What Is Gypsum Plaster (Plaster Of Paris)?
Gypsum plaster, also known as plaster of paris obtained from gypsum, which occurs in form of natural rocks. Gypsum consists of one part of calcium sulphate and two parts of chemically combined water of crystallization.
When gypsum is heated at a certain temperature, water of crystallization is driven off and the powdery product left is called plaster of paris. As soon as water is added to the plaster of paris, it sets immediately without giving time for mixing and application.
When plaster of paris is to be used for plastering the surfaces, its setting time will have to be prolonged which can be done by adding certain salts to it. Addition of some burnt ash and fine sand prolong its setting time. When used for plastering, the setting time of the mortar of plaster of paris and sand is normally 5 minutes. Hence it has to be used very briskly so as to enable its application to the surface before it sets.
Generally dry mix of paris plaster with sand is prepared on an impervious platform. Small quantity of mix is taken in pans and carried to masons. The mason will add water to the dry mix only when it is to be used. This plaster is a very good plaster and gives very smooth finishing. Since it is slightly soluble in water, it cannot be used for externally exposed surfaces.
When raw gypsum is heated from 160 to 170 about 15 water of crystallization is driven off and resulting product is known as hemihydrate calcium sulphate. Hemihydrate is also known as first settle plaster which is actually plaster of paris. The term hemihydrate gypsum plaster is used to indicate plaster of paris with retarders mixed with it.

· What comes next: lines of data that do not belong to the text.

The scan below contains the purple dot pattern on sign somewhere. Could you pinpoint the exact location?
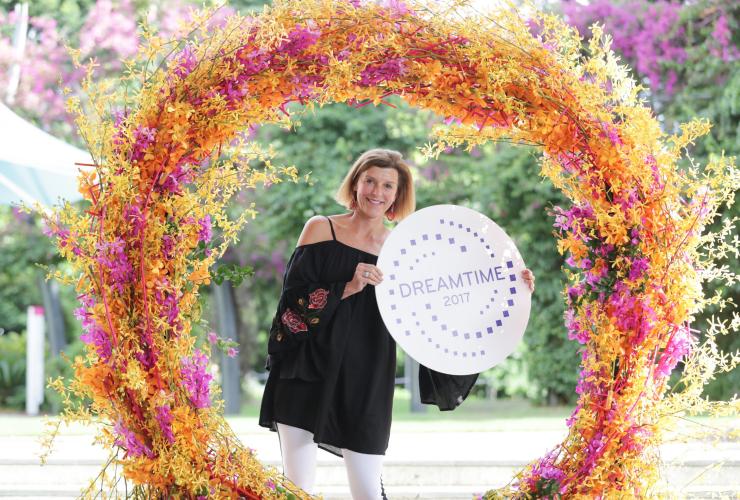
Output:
[389,223,516,357]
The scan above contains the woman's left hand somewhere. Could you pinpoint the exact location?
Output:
[522,269,534,293]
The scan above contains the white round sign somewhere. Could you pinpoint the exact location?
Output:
[375,205,531,375]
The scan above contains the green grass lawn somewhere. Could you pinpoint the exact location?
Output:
[0,389,740,436]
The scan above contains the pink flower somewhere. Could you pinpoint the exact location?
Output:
[198,215,213,243]
[360,57,407,86]
[172,44,198,78]
[308,288,329,309]
[155,405,175,444]
[180,349,213,408]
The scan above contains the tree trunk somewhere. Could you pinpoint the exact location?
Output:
[39,276,67,357]
[213,281,242,415]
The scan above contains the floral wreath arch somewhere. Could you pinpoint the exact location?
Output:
[46,0,737,498]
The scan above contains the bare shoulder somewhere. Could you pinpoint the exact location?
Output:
[298,215,332,246]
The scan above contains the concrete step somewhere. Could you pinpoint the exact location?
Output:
[0,459,740,499]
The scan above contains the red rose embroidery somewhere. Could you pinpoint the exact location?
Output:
[308,288,329,309]
[280,309,308,333]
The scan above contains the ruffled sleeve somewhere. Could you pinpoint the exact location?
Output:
[267,245,347,380]
[419,365,478,411]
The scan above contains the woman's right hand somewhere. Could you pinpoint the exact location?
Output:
[342,262,383,298]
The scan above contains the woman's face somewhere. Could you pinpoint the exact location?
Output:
[355,167,398,218]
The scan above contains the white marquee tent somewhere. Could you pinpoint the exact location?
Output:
[0,102,92,207]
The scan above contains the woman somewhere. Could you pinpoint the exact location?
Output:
[260,149,533,500]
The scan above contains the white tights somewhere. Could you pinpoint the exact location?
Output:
[277,423,383,500]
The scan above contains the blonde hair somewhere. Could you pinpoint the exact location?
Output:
[334,149,416,221]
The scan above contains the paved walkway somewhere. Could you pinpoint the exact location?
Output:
[0,415,740,499]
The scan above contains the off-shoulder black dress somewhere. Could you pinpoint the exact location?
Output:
[259,217,477,456]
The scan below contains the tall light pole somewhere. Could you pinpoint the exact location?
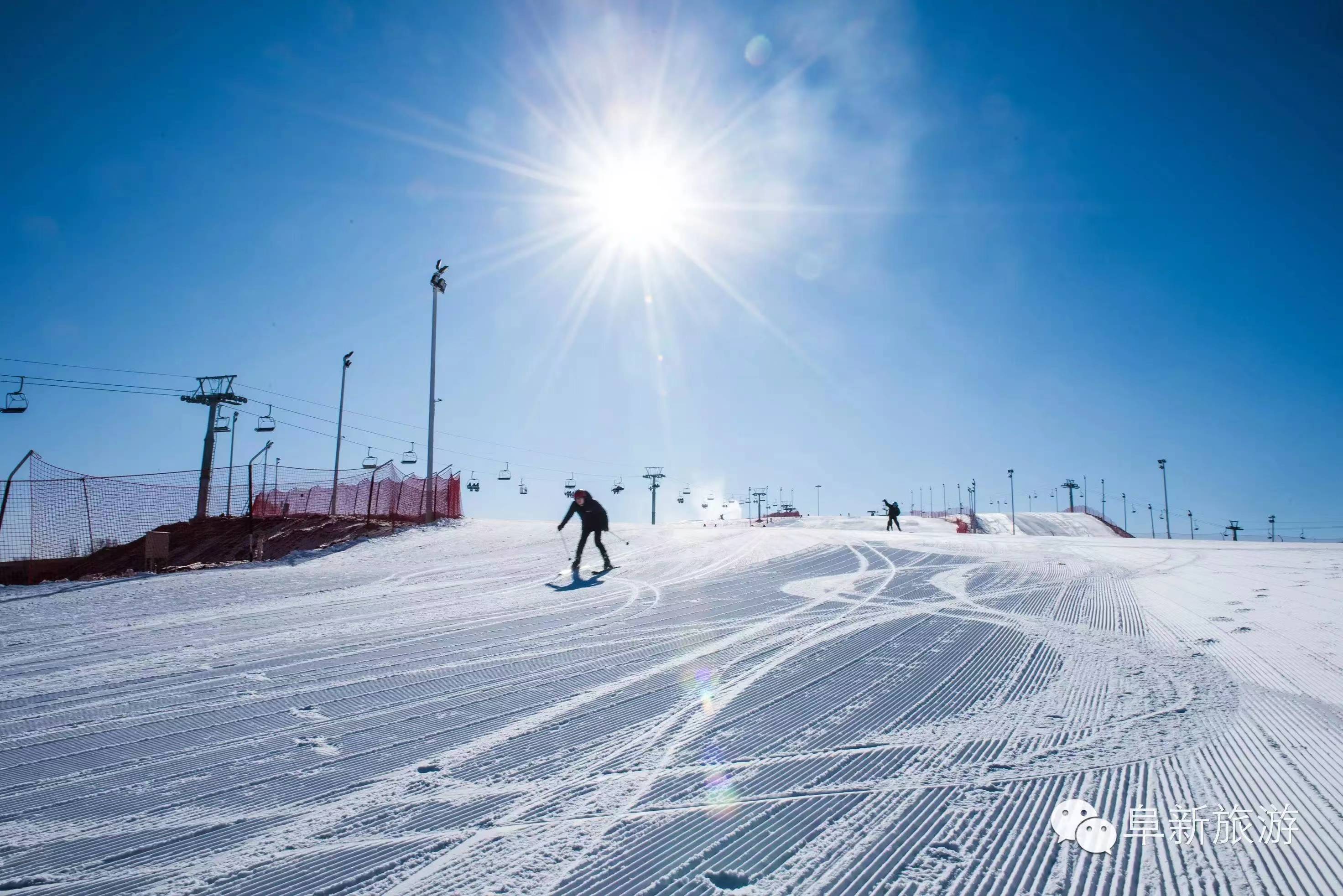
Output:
[224,411,238,516]
[332,352,354,516]
[1156,461,1171,539]
[424,258,447,523]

On further heating to about 200C entire water content of crystallization is driven off and the resulting product is known as gypsum anhydrite or hard burnt plaster. The setting time of gypsum anhydrite is quite large and requires accelerators to be added to shorten its setting time. Anhydrous gypsum plaster indicates gypsum anhydrite added with accelerators.
Gypsum Plaster Advantages:
1. It is very good fire resistant and hence a very good heat insulating material. It can successfully protect steel beams, columns, and timber from high temperatures.

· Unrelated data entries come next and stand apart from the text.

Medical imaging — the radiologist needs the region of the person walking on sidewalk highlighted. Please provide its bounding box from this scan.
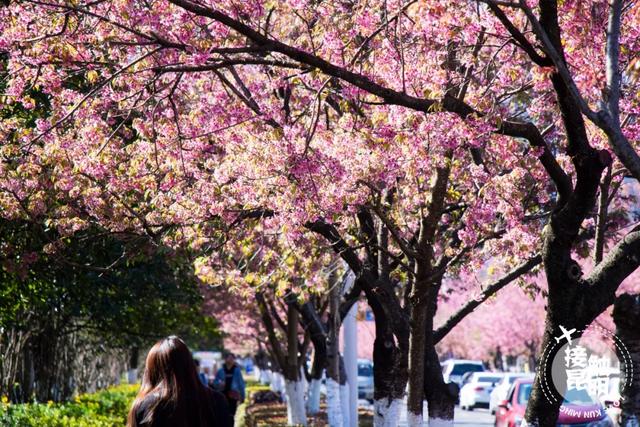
[127,336,233,427]
[213,353,245,417]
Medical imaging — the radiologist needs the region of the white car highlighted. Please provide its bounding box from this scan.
[460,372,504,410]
[489,372,535,414]
[441,359,485,387]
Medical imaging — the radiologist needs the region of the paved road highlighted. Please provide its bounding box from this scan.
[453,408,495,427]
[358,400,495,427]
[358,400,495,427]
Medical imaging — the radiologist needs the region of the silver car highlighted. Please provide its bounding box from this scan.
[358,359,373,401]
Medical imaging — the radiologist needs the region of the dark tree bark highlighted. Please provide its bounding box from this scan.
[613,294,640,427]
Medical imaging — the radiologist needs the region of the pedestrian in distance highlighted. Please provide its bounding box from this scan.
[213,353,245,417]
[127,336,233,427]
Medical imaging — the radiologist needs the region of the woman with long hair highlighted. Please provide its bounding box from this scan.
[127,336,232,427]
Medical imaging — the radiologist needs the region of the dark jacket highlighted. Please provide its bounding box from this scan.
[136,388,233,427]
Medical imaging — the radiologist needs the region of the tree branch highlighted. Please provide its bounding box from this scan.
[433,255,542,343]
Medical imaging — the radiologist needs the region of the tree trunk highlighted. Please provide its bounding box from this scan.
[285,379,307,426]
[283,305,307,426]
[373,324,408,427]
[127,347,140,384]
[613,294,640,427]
[424,328,459,427]
[407,298,431,427]
[327,276,346,427]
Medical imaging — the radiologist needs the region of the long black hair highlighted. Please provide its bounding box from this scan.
[127,336,215,427]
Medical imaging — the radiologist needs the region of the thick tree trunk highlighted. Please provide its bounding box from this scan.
[424,334,459,427]
[373,330,408,427]
[613,294,640,427]
[127,347,140,384]
[283,305,307,426]
[307,378,322,415]
[327,276,346,427]
[285,380,307,426]
[526,321,560,427]
[407,300,431,427]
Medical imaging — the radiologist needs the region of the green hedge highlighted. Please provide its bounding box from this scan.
[0,384,139,427]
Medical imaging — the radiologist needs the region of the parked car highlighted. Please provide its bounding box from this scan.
[441,359,485,387]
[495,378,614,427]
[489,372,534,414]
[460,372,504,410]
[358,359,373,401]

2. There is no shrinkage while setting and hence it does not develop cracks on heating or setting.
3. It is used for ornamental works like boards and blocks. Gypsum plaster boards are very popularly used for ceilings, internal linings of walls and partition walls. Gypsum plaster boards are very cheap, light in weight, fireproof and easy to work.
4. It does not require curing like conventional plaster which saves water and time during construction.
5. It has good adhesion on fibrous materials.
6. It gives a very good smooth finishing with perfect right angle corners.
7. It is easy to apply.
Gypsum Plaster Disadvantages:
1. Gypsum plaster cannot be used in external surfaces as it is slightly soluble in water.
2. It is costly compared to conventional plaster.
3. Storing of gypsum plaster is much more difficult.